Молчанием ответила толпа. Но их поникшие головы и насупленные брови ясно говорили, что думают люди московские, хотя и присягнули они Владиславу.
Первым снова подал голос есаул Порошин.
- Вот она, правда-то! Как масло на воде всегда выплывет. И к такому-то царю, леший его знает, кем избранному, - великое посольство от Москвы ехать собирается, челом бить: шел бы царством владеть!.. Привезут из Литвы "царя", неча сказать! На трон московских государей православных - Жигимонт сынка пошлет, Владислава... Коли не сам еще на трон полезет, ксендзов с собою насажает тут же!.. И уж тогда над верой православной вдосталь поглумится! А наш-то вор - не вор, да, говорю, хрещеный! И кругом нево - все православные, не люторы, не латинцы да ксендзы треклятые с гуменцами пробритыми на самой плеши!.. Черти гололобые! Вот первое вам дело! Скажу еще и другое. Мы с "вором" да теснимся дружно в круг... У нас и сила!.. Мы еще покажем ляхам, и Литве, и гетману Жолкевскому... Счеты сведем еще!.. А вы... Гляжу на вас... Э-эх, стадо беспастушное!.. Хоть то бы поглядели, што на Руси на всей теперя сотворилось! Што ждать еще нам надо... Подумайте вы, бороды худые!..
- Молчи! И без тебя, чай, знаем! - угрюмо проворчал другой торгаш, голова стрелецкий, Философов, стоящий в толпе.
- То-то вот, "молчи"! - не унимаясь, продолжал Порошин. - Не по ндраву пришлося. Правда глаза колет. Я по земле Московской погулял, по вашей... Вон тута стоят кругом, я вижу, люди из разных концов... со всех краев земли Русской.
- Вестимо! На торгу, как в боярских закромах: со всех полей собран хлеб-разносей! - отозвались голоса из толпы, которая теперь еще теснее сгрудилась вокруг кучки спорщиков, видя, что начался словесный бой, без угрозы для чьей-либо жизни.
- Так вот, люди добрые! - вдруг обратился смышленый казак к толпе. - Вы бы нам и порассказали, что деется теперя по всем углам?

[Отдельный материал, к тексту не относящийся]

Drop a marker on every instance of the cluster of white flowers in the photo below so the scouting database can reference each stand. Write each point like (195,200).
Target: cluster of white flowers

А мы послухаем. Гей, ты не из смольнян? - обратился он к коренастому парню лет двадцати пяти, в белых портах и рубахе, с дырявою сермягой на плечах, с измызганным грешневиком на спутанных, белесых волосах. Водянистые светлые глаза выделялись на темном, обветренном, исхудалом лице, опушенном редкой светлой бороденкой и усами.

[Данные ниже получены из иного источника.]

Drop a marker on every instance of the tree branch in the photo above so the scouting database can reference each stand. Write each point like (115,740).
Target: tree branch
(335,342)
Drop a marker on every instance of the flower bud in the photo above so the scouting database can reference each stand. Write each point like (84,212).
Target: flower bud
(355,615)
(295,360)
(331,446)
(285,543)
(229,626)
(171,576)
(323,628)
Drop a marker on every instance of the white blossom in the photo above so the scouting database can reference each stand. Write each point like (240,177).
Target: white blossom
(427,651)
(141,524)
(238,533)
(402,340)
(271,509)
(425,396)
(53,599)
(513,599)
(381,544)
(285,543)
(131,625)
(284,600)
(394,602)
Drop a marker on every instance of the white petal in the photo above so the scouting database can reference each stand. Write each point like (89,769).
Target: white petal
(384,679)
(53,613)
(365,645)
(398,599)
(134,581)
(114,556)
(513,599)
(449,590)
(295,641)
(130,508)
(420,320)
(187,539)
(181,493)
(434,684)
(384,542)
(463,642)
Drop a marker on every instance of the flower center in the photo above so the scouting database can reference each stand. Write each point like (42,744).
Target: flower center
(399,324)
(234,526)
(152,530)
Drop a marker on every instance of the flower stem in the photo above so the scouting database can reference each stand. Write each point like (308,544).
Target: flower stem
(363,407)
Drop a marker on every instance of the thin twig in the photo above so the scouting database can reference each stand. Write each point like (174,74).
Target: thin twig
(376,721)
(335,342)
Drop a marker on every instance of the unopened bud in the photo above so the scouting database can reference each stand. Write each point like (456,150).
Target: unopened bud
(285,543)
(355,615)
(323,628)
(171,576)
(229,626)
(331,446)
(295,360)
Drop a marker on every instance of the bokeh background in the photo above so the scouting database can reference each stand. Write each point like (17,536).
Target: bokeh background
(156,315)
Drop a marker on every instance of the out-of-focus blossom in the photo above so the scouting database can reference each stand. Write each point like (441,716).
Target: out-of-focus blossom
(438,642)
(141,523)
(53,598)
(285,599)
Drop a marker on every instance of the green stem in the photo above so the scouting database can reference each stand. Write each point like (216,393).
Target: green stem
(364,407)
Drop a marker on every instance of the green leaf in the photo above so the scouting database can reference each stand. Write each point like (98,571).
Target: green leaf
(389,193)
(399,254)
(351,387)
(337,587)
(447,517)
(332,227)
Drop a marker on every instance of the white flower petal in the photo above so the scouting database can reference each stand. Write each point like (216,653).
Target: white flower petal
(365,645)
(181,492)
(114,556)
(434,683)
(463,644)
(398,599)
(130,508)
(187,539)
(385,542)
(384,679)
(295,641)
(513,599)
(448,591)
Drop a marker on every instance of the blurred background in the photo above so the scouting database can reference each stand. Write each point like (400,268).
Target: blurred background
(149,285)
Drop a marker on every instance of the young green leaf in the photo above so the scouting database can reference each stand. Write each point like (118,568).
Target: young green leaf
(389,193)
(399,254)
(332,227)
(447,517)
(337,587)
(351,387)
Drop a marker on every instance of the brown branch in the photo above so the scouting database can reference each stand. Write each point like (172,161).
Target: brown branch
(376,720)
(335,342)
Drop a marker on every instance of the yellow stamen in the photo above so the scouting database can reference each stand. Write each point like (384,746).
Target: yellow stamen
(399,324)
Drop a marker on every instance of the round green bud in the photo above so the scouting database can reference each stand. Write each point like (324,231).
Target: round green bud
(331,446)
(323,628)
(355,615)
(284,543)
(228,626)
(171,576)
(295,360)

- Оттедова! - почесывая затылок, отозвался парень.
- Вот то-то, гляжу я, больно мне рожа твоя знакома. Глупая, белесая, как и надо быть у вашего брата, у смоленских круподеров. Поведай, парень, сладко ли вам живется с той поры, как польский короленок, царь московский, избранный пан Владислав, литовская собака, - вас милует да жалует!.. В полон берет, стреляет, топит, режет!..
- Во... во... во! - широко ухмыляясь, подтвердил парень. - Так все и есть, дядя. А ты из насой стороны, сто ли ца?..
- "Што ли ча!.." Нет, не из "васой"!.. Тамо дураков и без меня довольно. Сюда ты как прикатил: верхом али в колымаге...
- Гы-гы-гы! - загоготал парень. - Вярьхом... да в колымаске!.. Гы-гы!.. Песечком! Эхе-хе! Нет ни лосадки, ни телеги... Ноне нет ницаво! На рубежи посли мы, знатца... Так думалось: послободнее тамо, на рубежах!..
- Ну, и што же? - спросил Кропоткин.
- Мурзы, слышь, отогнали нас, - отстраняя сюсюкающего парня, заговорил его товарищ, одетый также, но чуть пообрядней. И бойко продолжал: - Мордва, чуваши да мурзаки татарские, что близко к рубежам понаселилися, они тамо и шмыгают... Землю захватом забирают, кормов нам не дают ни для скота, ни для себя... С мястов гоняют, чуть осядем где-нигде... Мы вот собралися и гайда на Москву!..
- А тут, гляди: вам закрома открыли... поят и кормят досыта? - спросил Порошин.
- Ку-уды-ы-ыы!.. И то день третий, почитай, не емши... В обители поночевали ночи две, тамо и покормились маненько... Работы нет... Дялов-то никаких... Потуже животы перетянули поясами и терпим!.. А теперя - ошшо куда ни есть пойдем, искать удачи...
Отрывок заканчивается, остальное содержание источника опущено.